Re: Inconclusive answer when running tests for cephtool-test-mon.sh

Gregory Farnum <gfarnum@xxxxxxxxxx> · Tue, 6 Sep 2016 10:36:25 -0700



On Mon, Sep 5, 2016 at 8:18 AM, Willem Jan Withagen <wjw@xxxxxxxxxxx> wrote:
> On 5-9-2016 13:42, Willem Jan Withagen wrote:
>> Hi
>>
>> I would innterested to know why I get 2 different answers:
>>
>> (this is asking the OSDs directly?)
>> ceph osd dump
>>   but osd.0 is in, up, up_from 179 up_thru 185 down_at 176
>>   osd.1/2 are in, up, up_from 8/13 up_thru 224 down_at 0
>>
>> ceph -s reports 1 OSD down
>>
>> So all osds in the dump are in and up, but ...

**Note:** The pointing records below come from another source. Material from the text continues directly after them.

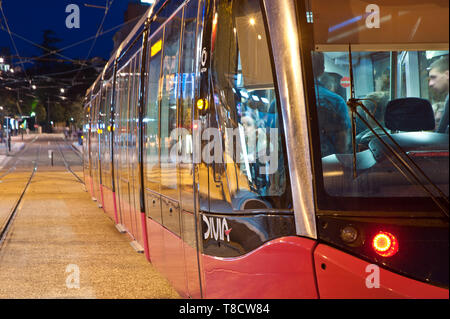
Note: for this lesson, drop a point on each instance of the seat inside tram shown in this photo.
(405, 94)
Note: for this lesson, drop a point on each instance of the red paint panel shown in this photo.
(345, 277)
(155, 243)
(88, 184)
(282, 268)
(167, 255)
(174, 262)
(145, 236)
(108, 203)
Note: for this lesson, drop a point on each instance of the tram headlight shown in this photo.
(202, 104)
(385, 244)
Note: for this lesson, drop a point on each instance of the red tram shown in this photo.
(279, 149)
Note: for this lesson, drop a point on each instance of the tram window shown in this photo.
(152, 116)
(246, 103)
(391, 63)
(170, 78)
(187, 85)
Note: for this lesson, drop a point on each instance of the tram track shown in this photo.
(5, 227)
(17, 160)
(66, 164)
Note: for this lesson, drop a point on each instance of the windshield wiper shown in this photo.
(353, 103)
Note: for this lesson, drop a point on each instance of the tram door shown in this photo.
(133, 148)
(169, 171)
(122, 167)
(95, 151)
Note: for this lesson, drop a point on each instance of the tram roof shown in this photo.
(128, 40)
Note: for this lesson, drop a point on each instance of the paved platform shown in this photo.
(61, 245)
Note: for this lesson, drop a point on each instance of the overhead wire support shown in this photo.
(12, 39)
(108, 6)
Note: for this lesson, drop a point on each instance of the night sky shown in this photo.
(28, 18)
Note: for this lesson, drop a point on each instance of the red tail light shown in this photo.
(385, 244)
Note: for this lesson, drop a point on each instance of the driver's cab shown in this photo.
(383, 118)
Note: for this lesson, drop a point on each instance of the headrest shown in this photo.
(409, 114)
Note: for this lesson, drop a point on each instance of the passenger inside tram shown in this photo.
(439, 85)
(334, 121)
(406, 82)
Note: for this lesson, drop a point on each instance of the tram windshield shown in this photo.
(400, 74)
(246, 106)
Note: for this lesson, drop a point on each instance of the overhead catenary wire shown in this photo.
(11, 37)
(108, 6)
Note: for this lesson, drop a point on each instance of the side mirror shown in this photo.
(409, 114)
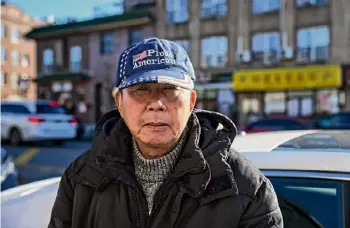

>> I guess that osd.0 is telling me when it came back and that it has not
>> all the data that osd.1/2 have because they go up to 224
>>
>> Which is why ceph -s tells me that one osd is down?
>> Or did the leading MON nog get fully informed.
>>
>> What daemon is missing what part of the communication?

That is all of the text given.